The pace of Canada’s demographic change was highlighted Wednesday when Statistics Canada released updated population figures. The estimates show nearly six million seniors in Canada this year, up from 4.3 million in 2006. Statistics Canada has previously estimated that all baby boomers will have reached the age of 65 by 2031, when the proportion of seniors could reach 23 per cent of the total population, up from 15 per cent in 2011.

A sense of the coming negotiations will emerge publicly Thursday when health-care experts from across Canada, as well as Dr. Philpott and her Quebec counterpart, Dr. Gaétan Barrette, speak at a conference co-sponsored by the Canadian Medical Association in Ottawa.

The CMA has submitted a proposal to the federal government that calls for an annual top-up to existing health transfers that would start at $1.7-billion in 2017 and would be divided among the provinces based on demographic pressures. President Granger Avery said Ottawa needs to boost transfers but it must also work with the provinces to tackle some of the nagging major structural problems in the health system.
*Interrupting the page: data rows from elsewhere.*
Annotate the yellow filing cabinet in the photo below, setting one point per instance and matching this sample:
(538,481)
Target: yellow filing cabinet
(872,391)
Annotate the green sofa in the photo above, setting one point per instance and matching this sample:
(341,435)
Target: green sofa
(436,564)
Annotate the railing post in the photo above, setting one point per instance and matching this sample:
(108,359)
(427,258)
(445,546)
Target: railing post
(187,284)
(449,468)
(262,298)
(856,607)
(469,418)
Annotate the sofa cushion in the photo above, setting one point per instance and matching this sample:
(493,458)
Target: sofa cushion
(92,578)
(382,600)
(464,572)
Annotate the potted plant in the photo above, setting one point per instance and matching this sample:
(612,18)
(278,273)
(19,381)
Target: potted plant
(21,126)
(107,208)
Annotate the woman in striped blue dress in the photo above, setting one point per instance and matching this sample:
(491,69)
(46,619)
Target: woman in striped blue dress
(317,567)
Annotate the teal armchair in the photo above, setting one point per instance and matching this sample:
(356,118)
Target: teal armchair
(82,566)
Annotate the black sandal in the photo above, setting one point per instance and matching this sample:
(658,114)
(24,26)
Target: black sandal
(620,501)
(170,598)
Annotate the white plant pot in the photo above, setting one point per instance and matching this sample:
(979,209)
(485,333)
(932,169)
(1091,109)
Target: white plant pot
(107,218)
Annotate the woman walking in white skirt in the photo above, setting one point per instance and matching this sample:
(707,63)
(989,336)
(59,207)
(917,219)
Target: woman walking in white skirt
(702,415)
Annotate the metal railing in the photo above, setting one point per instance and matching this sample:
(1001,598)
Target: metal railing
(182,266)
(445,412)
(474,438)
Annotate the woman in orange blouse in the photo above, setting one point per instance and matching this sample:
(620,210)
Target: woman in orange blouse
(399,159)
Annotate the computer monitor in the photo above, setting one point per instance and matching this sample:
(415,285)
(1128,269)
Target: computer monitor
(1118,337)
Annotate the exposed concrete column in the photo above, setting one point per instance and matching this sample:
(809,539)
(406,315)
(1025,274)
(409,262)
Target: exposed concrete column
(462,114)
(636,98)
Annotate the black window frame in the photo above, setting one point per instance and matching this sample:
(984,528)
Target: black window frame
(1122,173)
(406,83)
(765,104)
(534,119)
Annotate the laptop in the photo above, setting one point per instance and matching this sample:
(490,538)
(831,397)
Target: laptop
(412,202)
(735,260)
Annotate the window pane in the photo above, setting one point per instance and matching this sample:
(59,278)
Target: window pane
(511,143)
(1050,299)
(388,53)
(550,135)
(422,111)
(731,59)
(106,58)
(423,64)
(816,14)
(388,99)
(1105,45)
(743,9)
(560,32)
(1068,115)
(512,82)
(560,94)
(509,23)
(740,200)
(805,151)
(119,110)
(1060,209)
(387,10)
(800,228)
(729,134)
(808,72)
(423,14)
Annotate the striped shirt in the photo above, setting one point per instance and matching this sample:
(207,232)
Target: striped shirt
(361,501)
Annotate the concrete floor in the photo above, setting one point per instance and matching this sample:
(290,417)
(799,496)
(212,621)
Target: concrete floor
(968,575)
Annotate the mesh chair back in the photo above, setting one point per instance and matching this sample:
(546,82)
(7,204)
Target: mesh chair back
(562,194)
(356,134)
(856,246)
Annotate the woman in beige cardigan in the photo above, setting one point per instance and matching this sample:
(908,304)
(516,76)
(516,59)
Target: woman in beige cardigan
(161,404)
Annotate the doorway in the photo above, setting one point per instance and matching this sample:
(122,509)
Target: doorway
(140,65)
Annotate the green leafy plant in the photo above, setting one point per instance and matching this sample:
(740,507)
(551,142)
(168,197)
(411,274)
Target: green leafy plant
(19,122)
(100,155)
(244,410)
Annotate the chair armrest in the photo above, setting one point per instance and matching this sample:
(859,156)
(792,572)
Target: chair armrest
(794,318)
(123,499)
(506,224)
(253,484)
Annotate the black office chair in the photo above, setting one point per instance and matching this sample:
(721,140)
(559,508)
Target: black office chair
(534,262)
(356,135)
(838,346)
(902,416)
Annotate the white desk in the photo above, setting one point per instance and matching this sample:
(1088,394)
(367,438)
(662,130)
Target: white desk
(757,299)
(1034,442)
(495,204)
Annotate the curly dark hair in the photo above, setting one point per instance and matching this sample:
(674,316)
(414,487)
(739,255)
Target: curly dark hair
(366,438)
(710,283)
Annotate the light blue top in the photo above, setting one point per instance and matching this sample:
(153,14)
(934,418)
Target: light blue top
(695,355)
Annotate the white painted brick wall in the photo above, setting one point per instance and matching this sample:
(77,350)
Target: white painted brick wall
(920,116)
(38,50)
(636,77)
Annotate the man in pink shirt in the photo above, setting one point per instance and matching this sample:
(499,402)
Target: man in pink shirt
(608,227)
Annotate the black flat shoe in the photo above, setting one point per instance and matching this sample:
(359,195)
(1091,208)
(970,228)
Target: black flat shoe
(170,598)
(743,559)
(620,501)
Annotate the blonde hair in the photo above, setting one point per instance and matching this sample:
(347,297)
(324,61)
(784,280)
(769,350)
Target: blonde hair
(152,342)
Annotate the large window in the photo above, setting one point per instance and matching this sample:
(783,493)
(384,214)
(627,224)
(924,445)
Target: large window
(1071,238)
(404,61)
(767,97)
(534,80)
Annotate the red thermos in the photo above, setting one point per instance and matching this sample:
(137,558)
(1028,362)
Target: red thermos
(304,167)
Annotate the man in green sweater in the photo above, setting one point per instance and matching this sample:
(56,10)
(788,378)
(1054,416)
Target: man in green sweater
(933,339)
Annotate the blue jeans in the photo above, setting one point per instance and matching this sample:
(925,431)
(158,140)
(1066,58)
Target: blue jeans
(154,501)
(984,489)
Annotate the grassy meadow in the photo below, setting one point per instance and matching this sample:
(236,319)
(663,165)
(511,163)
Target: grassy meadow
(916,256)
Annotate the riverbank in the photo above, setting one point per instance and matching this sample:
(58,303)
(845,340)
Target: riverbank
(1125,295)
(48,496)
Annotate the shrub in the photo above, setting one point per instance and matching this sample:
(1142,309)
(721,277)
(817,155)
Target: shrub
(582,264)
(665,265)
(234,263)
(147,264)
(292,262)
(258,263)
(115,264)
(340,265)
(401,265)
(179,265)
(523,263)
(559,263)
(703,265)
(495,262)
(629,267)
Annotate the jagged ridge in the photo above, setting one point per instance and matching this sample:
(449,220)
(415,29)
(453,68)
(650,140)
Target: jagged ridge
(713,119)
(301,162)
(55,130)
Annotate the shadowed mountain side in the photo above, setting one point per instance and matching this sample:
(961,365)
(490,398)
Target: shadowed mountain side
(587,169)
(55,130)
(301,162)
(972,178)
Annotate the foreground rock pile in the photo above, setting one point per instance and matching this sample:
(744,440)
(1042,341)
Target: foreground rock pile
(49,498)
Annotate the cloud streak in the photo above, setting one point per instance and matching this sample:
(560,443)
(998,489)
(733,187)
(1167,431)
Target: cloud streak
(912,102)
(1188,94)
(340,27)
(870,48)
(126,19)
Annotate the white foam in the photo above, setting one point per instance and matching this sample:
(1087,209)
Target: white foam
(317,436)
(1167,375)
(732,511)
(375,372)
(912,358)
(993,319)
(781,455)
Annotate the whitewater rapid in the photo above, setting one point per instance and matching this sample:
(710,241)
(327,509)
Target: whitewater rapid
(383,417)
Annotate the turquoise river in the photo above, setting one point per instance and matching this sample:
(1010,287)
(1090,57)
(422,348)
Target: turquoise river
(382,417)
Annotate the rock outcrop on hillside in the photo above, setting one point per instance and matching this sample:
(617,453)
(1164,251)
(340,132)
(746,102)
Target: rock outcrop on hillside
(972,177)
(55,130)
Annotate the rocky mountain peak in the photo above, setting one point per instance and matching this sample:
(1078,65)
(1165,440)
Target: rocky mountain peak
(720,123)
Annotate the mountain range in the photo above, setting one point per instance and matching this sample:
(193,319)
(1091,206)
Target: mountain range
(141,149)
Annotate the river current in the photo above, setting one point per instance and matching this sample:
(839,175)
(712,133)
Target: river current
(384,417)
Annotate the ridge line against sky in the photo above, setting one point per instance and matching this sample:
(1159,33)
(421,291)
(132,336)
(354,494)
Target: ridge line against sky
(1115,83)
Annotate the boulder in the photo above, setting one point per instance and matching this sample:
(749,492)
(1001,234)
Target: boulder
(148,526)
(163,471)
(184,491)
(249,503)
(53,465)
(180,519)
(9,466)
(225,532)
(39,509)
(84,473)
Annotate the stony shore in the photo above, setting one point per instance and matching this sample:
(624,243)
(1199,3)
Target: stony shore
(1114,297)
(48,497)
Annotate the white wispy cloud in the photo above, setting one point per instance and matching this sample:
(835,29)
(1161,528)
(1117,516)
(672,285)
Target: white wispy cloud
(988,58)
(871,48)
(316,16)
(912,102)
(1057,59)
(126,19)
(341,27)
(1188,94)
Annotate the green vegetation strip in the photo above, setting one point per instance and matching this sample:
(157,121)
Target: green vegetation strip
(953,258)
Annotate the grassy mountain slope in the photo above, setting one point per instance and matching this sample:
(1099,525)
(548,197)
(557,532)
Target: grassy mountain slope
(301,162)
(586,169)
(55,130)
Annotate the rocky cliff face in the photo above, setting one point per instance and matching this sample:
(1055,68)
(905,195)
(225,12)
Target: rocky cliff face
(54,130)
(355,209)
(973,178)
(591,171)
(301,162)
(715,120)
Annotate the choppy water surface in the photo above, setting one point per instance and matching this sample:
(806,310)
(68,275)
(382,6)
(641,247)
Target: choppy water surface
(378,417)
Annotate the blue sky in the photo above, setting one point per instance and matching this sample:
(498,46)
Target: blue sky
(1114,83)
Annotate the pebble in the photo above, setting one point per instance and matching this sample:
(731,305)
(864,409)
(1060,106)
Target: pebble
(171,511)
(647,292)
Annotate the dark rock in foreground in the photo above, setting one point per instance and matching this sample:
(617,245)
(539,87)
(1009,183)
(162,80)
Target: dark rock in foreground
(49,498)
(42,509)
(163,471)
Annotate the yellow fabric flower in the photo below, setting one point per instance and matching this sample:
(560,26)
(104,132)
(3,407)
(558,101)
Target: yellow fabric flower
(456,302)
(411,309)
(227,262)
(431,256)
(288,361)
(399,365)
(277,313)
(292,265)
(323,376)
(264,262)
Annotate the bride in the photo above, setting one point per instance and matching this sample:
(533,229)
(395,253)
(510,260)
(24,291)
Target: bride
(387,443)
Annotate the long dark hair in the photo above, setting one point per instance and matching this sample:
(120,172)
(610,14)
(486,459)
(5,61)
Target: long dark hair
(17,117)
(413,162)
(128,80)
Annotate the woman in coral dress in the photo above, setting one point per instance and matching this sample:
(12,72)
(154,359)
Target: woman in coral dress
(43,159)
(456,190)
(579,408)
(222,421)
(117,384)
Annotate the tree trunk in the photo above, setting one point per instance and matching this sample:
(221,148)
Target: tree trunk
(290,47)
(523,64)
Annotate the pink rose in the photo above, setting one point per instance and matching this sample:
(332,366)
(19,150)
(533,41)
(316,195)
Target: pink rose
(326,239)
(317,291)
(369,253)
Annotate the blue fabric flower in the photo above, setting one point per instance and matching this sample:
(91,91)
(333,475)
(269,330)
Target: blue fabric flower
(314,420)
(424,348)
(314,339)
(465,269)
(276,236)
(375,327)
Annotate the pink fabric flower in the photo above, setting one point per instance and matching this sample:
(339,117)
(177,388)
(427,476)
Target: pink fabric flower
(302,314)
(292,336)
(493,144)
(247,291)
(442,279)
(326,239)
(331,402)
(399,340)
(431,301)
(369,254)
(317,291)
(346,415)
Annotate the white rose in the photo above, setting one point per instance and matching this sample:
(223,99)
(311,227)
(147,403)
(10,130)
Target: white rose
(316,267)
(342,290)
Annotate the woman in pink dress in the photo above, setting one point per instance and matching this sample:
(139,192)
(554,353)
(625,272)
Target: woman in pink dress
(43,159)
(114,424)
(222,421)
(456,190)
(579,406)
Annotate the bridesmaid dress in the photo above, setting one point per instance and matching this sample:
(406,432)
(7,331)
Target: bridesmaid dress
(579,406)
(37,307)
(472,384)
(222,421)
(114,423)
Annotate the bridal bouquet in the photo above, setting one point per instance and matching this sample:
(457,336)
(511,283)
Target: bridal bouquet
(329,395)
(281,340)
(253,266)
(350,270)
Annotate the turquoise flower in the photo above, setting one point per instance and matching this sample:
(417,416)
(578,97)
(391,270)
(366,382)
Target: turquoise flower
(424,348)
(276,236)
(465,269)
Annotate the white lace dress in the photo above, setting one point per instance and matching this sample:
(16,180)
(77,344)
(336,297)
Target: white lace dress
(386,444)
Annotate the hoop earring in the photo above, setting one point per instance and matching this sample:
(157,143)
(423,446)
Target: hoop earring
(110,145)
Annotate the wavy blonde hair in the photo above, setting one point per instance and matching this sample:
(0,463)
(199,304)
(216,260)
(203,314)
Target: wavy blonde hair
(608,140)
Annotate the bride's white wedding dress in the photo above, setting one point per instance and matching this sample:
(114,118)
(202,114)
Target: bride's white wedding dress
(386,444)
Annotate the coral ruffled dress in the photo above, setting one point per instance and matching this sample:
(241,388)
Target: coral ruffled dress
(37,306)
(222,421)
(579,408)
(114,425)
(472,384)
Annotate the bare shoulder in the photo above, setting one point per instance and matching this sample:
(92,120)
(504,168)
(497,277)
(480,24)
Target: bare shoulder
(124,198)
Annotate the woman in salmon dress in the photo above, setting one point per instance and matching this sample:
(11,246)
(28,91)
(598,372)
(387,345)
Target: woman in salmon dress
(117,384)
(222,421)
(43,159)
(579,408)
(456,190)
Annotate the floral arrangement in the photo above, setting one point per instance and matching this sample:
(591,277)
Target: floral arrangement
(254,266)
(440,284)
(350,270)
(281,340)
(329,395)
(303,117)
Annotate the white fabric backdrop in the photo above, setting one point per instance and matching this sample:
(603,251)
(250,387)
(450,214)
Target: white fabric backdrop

Dr. Avery said governments could save billions by working together on prescription-drug policies and by shifting treatment away from hospitals in favour of home care where possible. Dr. Avery said he’s optimistic these talks will go beyond wrangling over transfer formulas and will actually address these issues.

Dr. Barrette, the Quebec Health Minister, said he does not share the CMA’s optimism that talks will result in meaningful change. Since last October’s election, he said there’s been virtually no behind-the-scenes talks between Ottawa and the provinces on health.

“It’s extremely disappointing to this point,” he said. “I’m expecting the federal government to come down from their ivory tower and tell Canadians exactly what they will do … This is a government that said they would distance themselves from the Conservatives. They’re doing exactly the same thing.”

So far, Dr. Philpott has attempted to refocus discussion away from the transfer formula in favour of negotiations on a separate “health accord” of specific issues such as home care, palliative care and mental health.

The Liberals’ election platform promised $3-billion over four years for home care. However, Dr. Philpott has said she has no plans to reverse next year’s scheduled change to the health transfer formula. That change will end the automatic 6-per-cent annual increase that has been in place since 2004. The new formula is based on economic growth, with a guaranteed minimum transfer increase of 3 per cent.